Sam Marquez is a member of the Hare Krishna Cultural Center in Los Angeles who passes out copies of Bhagavad Gita from the free speech square on campus to interested students.

“In Germany during World War two they were praying, ‘Please let my husbands, my sons come back.’ But they didn’t come back,” Marquez said. “[Then they said], ‘Oh I give up my faith. What is the use.’ We cannot demand [of] God. You’re ordering him like an ATM – gimme, gimme, gimme – I want this then I believe in you. That sounds very weak.”

McKenny said there was cognitive dissonance and that people around him were more compelled with how to judge the events that happened and how to attribute sin to their daily lives rather than compassion for the people who were still grieving and suffering in New York.

“[9/11] was a shock – a fundamental shock in the way I viewed the world around me and the people I was with and how they thought.  I didn’t realize until that time how much of a capacity we have to deceive ourselves,” he said.

Henry Baker is a 20-year-old computer science major.

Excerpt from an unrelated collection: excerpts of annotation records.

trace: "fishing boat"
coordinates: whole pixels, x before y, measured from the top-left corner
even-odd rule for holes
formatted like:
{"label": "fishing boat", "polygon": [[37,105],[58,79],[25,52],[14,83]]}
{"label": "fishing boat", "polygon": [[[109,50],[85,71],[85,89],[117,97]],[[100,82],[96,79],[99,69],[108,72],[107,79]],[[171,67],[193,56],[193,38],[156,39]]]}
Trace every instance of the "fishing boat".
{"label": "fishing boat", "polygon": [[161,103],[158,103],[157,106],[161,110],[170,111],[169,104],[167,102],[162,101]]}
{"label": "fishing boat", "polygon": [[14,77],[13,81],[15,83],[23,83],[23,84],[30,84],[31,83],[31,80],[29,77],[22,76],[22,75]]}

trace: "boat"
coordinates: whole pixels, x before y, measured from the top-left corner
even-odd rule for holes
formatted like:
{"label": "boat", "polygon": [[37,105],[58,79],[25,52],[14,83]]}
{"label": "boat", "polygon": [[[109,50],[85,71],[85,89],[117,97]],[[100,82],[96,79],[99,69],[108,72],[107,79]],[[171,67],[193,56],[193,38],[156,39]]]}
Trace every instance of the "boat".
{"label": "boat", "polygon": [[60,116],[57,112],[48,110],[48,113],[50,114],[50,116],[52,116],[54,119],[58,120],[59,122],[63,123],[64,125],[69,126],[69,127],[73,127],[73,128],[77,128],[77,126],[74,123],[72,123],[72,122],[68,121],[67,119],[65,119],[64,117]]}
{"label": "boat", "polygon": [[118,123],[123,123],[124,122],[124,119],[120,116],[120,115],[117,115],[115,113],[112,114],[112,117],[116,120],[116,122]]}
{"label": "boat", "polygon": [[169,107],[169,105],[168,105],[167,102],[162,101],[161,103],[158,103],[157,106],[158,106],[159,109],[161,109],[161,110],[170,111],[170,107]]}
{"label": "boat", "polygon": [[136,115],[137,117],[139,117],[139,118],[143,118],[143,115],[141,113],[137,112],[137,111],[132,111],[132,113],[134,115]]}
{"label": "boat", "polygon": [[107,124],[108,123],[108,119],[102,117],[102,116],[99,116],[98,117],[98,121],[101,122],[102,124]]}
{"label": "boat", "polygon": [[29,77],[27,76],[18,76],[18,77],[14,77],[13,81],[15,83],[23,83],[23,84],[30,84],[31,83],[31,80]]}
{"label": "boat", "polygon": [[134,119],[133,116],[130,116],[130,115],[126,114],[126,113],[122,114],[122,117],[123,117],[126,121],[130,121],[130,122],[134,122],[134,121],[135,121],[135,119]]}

He was in third grade when he saw people falling from the twin towers of the World Trade Center on his classroom TV.

“We were doing a project. The teacher had the TV on. It said, ‘Breaking news – The Twin Towers’ and I said, ‘Whoa. What happened?’,” he said. “It didn’t affect me then … When it really affected me was when I saw it in middle school.  Whoa, that really happened.”

Baker said he suffered no trauma from 9/11 and his understanding of why it happened has grown.

“I think [the Muslim hijackers] did it for the love of their religion. If they fight for what they believe in that they would go to heaven,” he said. “If it has to come to a point where [Christians] have to die for our god then we’ll do it.”

McKenny said change of beliefs is stressful, especially when it is sudden. People feel betrayed by a whole group or congregation or whoever they are with they can feel abandoned for whatever reason.

“When I [joined] atheist groups, there were a lot of people who were very angry. I found the same dogmas, so it got me to rethink my own philosophy,” he said. “I’ve a rational skeptical view overall.  I’m a big fan of evidence. I guess I would classify myself as a Humanist.”

The American Humanist Association defines Humanism as a “progressive lifestance that, without supernaturalism, affirms our ability and responsibility to lead meaningful, ethical lives capable of adding to the greater good of humanity.”

Smith said that while Nazarenes come from a Christian world view, he also believes that Atheists can also lead a good life.

“Stop focusing on groups and figures of adoration and start thinking about people and their accomplishments,” McKenny said.